Foraging for data with Scraper Wiki

ScraperWiki is a service that helps you to gather data from websites that do not provide it as raw data. ScraperWiki provides a programming environment where you can write and share a scraper from your browser. ScraperWiki will run your scraper for you once a day, and will make the results available to download and through Application Programming Interfaces (API ) for other web programs to use as well.

You will need

  • An account at www.scraperwiki.com (free)
  • Some programming experience
  • A website with structured information on that you want to scrape

Step by step

Step 1: Find a site to scrape

In this example I’m looking at the location of Garages to Rent in Oxford City. First I check when viewing the page that the elements I want to scrape are presented fairly uniformly (e.g. there is always the same title for the same thing) as lots of variation in the way similar things are presented makes for difficult scraping.

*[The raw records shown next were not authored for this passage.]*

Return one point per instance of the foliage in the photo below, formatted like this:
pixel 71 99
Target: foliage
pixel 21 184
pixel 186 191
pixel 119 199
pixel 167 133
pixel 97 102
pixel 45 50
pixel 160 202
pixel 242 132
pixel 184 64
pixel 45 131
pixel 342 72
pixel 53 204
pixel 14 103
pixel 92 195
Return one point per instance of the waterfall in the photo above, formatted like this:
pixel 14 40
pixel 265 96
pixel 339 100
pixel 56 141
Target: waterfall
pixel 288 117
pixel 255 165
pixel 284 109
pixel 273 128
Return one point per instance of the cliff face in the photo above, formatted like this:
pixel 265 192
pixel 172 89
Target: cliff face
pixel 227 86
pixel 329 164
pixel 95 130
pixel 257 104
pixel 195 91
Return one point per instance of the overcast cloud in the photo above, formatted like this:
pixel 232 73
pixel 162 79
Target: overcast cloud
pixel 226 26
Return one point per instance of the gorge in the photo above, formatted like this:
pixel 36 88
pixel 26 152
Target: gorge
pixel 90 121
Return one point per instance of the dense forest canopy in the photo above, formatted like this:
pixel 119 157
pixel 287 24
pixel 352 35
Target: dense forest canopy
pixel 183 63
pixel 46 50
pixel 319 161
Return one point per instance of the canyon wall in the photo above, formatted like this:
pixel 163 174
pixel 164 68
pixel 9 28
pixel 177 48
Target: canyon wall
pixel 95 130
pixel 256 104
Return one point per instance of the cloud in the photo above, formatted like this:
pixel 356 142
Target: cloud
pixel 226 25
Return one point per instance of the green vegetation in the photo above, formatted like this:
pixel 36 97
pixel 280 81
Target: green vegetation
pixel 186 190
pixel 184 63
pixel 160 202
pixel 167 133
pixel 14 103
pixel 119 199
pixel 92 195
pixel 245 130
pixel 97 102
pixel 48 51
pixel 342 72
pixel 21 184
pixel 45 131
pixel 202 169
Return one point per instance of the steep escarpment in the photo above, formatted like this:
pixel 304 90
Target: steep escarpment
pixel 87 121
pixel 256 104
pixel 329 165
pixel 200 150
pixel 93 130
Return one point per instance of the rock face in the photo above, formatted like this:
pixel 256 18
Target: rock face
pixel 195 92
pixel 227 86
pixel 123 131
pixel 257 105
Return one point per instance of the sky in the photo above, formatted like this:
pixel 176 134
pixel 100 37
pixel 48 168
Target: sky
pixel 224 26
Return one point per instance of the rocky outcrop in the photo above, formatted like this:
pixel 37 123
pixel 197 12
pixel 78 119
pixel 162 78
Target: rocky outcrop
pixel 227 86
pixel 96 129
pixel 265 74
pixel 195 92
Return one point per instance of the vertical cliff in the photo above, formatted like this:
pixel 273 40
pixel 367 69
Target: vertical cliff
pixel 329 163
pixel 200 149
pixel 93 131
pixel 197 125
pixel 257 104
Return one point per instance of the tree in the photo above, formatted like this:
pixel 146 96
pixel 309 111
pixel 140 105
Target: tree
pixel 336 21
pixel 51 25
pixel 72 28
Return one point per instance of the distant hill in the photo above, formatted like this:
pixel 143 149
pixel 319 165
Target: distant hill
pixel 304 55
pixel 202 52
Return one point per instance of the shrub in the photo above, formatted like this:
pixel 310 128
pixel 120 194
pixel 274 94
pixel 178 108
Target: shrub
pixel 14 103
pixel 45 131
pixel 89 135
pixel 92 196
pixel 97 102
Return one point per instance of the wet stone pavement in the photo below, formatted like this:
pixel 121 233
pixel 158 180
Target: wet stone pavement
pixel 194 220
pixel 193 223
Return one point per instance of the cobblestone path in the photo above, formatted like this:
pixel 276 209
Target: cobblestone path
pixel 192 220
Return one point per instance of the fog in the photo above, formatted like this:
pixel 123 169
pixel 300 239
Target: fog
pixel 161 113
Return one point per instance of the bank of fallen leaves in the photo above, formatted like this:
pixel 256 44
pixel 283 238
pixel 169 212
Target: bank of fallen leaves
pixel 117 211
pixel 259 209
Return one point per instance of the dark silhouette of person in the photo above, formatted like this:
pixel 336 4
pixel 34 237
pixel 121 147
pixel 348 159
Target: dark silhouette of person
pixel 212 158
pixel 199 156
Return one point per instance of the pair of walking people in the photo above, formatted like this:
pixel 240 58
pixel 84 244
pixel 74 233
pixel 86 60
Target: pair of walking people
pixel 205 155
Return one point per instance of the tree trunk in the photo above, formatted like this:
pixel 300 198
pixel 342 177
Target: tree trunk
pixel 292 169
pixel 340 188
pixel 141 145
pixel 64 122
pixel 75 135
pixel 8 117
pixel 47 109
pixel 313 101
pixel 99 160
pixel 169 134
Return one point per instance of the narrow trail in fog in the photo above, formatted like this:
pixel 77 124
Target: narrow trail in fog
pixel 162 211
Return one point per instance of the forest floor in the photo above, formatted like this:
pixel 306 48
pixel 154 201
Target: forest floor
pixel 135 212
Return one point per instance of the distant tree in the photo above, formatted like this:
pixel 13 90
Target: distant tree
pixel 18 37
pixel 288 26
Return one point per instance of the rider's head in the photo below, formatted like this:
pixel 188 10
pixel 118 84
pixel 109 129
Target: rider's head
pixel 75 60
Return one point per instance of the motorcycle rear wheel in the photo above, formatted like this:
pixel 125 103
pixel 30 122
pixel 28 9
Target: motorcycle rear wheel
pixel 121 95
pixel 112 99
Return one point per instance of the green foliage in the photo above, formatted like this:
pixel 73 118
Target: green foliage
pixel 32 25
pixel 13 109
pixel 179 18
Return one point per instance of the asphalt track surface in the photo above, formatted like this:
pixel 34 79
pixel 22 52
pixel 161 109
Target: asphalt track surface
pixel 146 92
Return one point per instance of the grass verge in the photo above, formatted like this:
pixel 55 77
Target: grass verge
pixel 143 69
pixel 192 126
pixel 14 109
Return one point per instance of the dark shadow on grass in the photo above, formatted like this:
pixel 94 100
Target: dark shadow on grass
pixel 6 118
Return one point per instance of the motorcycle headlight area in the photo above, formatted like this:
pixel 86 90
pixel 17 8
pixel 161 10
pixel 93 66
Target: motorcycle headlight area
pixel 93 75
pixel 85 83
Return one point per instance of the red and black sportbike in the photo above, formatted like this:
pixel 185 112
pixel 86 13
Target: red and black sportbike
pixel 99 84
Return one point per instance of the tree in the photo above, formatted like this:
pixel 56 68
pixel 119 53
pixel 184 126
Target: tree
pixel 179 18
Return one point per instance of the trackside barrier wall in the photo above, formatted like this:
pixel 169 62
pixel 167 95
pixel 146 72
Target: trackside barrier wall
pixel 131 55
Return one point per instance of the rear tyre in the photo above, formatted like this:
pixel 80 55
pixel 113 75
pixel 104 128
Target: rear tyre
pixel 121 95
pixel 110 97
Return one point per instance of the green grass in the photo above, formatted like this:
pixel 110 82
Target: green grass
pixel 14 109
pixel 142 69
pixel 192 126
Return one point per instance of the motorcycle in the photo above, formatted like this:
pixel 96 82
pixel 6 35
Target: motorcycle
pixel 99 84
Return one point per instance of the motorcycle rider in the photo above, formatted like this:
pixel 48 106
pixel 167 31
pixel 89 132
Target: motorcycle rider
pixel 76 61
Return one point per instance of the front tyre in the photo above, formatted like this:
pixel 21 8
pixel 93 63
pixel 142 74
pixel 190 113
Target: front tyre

Secondly, I take a look at the source code of the web page to explore whether each ‘field’ I want to scrape (e.g. Postcode; Picture etc.) is contained neatly in it’s own HTML element. In this case, whilst each listing is in a <div> html element, a lot of the rest of the text is only separated by line-breaks.

I’ve used the FireBug plugin for Firefox web browser to look at the structure of the page, as it allows me to explore in more detail than the standard ‘View Source’ feature on most browsers.

Step 2: Create a Scraper

I’m going to be creating a PHP scraper as this is the programming language I’m most comfortable with, but you can also create scrapers using Python and Ruby languages.

The PHP Startup Scraper will load with some basic code for fetching a web page and starting to parse it already set. It makes use of the simple_html_dom library which allows you to access elements of web pages using simple selectors.

Change the default URL so scraperwiki is finding the page you are interested in. Then also change the line

foreach($dom- >find(
'td'
) as $data)

using a selector identified in your earlier exploration to see if you can pick out the elements you want to scrape.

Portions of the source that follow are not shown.